Introduction
The removal of transition metal impurities is essential in producing high-conductivity aluminium for wire and cable applications. Titanium, vanadium, chromium and zirconium and other elements – present in the metal as smelter impurities – significantly impede the electrical conductivity of aluminium. These solute impurities are generally precipitated from the melt through the addition of boron aluminium master alloys.
Boron Aluminium Treatments
Boron aluminium treatment is an environmentally safer and more cost-effective alternative to borax addition to electrolytic cells or potassium borofluoride (KBF4) treatment of aluminium in the mixing or holding furnace. Boron aluminium treatment avoids boron contamination of electrolytic cells, and eliminates KBF4 refractory attack.

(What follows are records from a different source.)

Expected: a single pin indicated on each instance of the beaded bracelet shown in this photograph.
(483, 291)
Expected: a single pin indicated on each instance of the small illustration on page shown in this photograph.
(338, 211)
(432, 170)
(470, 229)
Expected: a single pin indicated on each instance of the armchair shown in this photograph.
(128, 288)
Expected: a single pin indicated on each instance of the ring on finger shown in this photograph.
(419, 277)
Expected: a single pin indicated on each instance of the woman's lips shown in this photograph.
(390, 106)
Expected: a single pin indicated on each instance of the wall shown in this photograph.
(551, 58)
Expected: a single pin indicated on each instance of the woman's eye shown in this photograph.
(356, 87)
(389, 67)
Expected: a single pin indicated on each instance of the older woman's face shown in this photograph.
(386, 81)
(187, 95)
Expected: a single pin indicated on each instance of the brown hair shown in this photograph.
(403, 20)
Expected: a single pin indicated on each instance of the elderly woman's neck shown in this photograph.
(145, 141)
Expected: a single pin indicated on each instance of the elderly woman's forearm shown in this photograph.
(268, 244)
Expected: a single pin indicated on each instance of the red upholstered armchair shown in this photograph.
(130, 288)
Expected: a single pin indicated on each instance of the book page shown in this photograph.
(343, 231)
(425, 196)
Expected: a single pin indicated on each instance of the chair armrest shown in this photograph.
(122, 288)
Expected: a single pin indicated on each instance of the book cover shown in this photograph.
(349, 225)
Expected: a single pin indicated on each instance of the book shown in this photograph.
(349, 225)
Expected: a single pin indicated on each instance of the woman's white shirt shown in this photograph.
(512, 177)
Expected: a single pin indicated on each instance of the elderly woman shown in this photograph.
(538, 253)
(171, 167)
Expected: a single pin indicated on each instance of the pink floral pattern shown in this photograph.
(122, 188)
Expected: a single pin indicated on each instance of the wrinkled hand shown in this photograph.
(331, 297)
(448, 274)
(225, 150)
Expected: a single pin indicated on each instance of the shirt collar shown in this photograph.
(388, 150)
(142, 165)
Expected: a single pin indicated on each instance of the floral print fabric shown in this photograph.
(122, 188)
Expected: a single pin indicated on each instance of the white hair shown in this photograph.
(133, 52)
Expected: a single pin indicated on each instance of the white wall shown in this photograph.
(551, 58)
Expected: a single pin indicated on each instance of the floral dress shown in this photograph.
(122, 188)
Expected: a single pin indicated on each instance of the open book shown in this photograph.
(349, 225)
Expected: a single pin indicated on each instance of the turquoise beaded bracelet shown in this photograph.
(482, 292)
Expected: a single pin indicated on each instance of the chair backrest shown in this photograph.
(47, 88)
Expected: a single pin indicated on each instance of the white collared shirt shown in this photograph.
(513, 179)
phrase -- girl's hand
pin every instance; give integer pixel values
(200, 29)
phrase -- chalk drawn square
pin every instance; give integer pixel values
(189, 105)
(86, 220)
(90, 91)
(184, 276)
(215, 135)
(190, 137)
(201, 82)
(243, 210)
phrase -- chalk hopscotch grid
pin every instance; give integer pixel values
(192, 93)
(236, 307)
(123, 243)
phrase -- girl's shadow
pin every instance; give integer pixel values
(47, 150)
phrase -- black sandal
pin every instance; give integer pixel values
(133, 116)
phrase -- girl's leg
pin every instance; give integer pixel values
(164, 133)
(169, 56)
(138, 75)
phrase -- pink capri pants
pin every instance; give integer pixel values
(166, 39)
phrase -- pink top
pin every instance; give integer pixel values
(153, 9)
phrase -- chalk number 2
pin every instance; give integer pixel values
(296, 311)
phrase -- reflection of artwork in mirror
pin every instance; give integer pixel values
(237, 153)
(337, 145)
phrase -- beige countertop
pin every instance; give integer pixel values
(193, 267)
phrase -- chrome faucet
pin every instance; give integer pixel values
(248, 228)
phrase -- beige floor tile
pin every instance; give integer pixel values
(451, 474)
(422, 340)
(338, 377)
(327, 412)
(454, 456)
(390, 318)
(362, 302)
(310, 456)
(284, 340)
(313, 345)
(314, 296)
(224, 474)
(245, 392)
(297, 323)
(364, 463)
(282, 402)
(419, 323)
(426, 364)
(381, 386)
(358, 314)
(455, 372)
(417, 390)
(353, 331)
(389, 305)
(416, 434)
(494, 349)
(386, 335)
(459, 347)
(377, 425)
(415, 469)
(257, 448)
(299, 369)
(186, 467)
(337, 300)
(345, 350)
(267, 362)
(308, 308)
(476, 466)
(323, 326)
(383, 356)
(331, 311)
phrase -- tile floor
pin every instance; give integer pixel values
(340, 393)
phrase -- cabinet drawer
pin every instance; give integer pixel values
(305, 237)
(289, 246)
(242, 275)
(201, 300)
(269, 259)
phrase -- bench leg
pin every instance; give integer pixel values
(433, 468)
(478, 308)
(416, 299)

How Boron Aluminium Treatment Works
After the addition of BAl (with an AlB2 or AlB12 microstructure), solute Ti, V and other impurities react with the aluminium borides, and these particles are precipitated, settling to the bottom of the melt to form a boride sludge. Clean, high conductivity Al is then decanted. Boron is trapped in the sludge at the bottom of the furnace. Adding boron in the launder in rod or cast form is an alternative, and less common treatment method. In this case, borides formed would be trapped in the filters. With either method, boron recovery should not be expected in the final alloy.
Boron Aluminium Additive
Concentrated boron aluminium additive achieves the same impurity removal efficiency as lower concentration alloys, but with a reduced boron unit cost. Boron aluminium lowers the cost of boron treatment in the casthouse, lessens material handling and reduces inventory.
Excessive boron from precipitation treatment can reduce the ability to grain refine. The controlled concentration, precise weight, individual piece identification and high metallurgical cleanliness ensure that boron levels are controlled, and high conductivity is achieved without compromising the desired grain structure in the cast alloy.
Benefits of Using Boron Aluminium Additive
• Cost-effective addition
• High concentration
• Same removal efficiency as lower-concentration alloys
• Ease of addition
• Precise weight
• Individual piece identification
• High metallurgical cleanliness
• Lower inventory costs
• Less packaging
Addition Method
Boron Aluminium must be added to the melt at the highest practical temperature, as early as possible before casting primary aluminium. Where boron additions are made in holding furnaces prior to casting, addition should be made at 720-750°C (1330-1380ºF), 30-120 minutes before casting. When boron aluminium is added as a trough addition (typically in rod or cast form) this may promote intermetallics in the final cast.